Though Mr. Modi arrived nearly seven hours after the two-day session started, it was he who dictated the agenda for the meeting and set the stage for Nitin Gadkari's re-nomination as party president.
With Mr. Modi's return to the centre stage, it will be watched with keen interest on how the party goes about the mission of enhancing its vote base by 10 per cent and broadening the National Democratic Alliance.
Mr. Gadkari has paid a high price to buy peace with Mr. Modi. After all efforts to mollify the Chief Minister failed, Mr. Gadkari, late on Wednesday night, dismissed Mr. Modi's arch-rival Sanjay Joshi from the national executive.
Mr. Modi, who was on a visit to Udaipur, chose to announce his decision to attend the meeting only after the electronic media flashed the news about Mr. Joshi and Mr. Gadkari himself confirmed it.
Mr. Modi has been at loggerheads with Mr. Gadkari after the latter took Mr. Joshi back into the party after six years and tasked him with working out the strategy for the Uttar Pradesh Assembly elections.
It is not immediately clear what forced Mr. Gadkari's hand. There have been suggestions at the meeting that the party's Gujarat unit sent out a strong signal to the central leadership that with the Assembly elections due by year-end, it could ill afford a conflict.
At the beginning of the meeting, Mr. Gadkari told journalists: “Modi will attend. He will work shoulder to shoulder with me. There was a conflict, [and it] has been sorted out. Sanjay Joshi quit, saying he doesn't want to be the source of any controversy.” It was “a large-hearted gesture.”
One of the main items on the agenda is to make a recommendation to the national council for an amendment to the party constitution to give Mr. Gadkari a second term. In effect, it means Mr. Gadkari will lead the party in the 2014 general election.
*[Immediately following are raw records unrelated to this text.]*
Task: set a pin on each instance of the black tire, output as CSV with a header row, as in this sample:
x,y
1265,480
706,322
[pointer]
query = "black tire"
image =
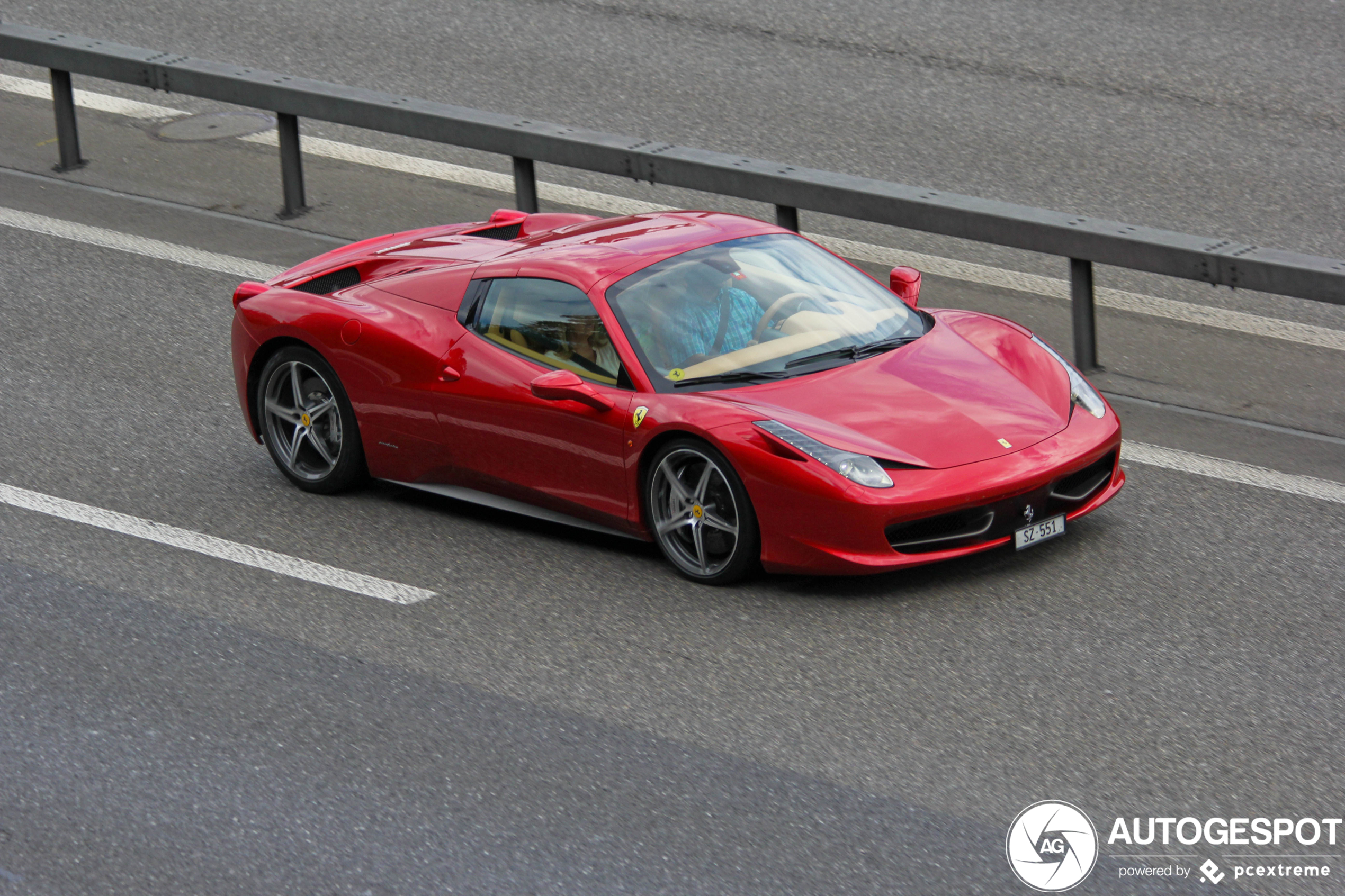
x,y
308,423
693,527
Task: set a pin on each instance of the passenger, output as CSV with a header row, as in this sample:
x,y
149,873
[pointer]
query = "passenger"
x,y
711,316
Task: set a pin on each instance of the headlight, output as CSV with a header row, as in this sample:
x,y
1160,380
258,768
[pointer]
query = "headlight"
x,y
1080,393
857,468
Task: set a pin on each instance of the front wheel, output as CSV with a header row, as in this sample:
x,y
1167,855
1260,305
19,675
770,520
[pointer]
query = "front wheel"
x,y
701,515
308,423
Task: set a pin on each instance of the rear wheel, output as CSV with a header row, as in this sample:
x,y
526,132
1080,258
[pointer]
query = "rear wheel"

Reflecting the party's concern at factionalism in different States and the virtual revolt by some regional leaders, Mr. Gadkari, in his inaugural speech, talked repeatedly of the need for unity and discipline. His message to the rank and file was that while the mood of people was decisively anti-Congress, the BJP could benefit only if it got its house in order. “If we rise to their expectations, they will surely give us a mandate to form the next government and an opportunity to serve the nation.”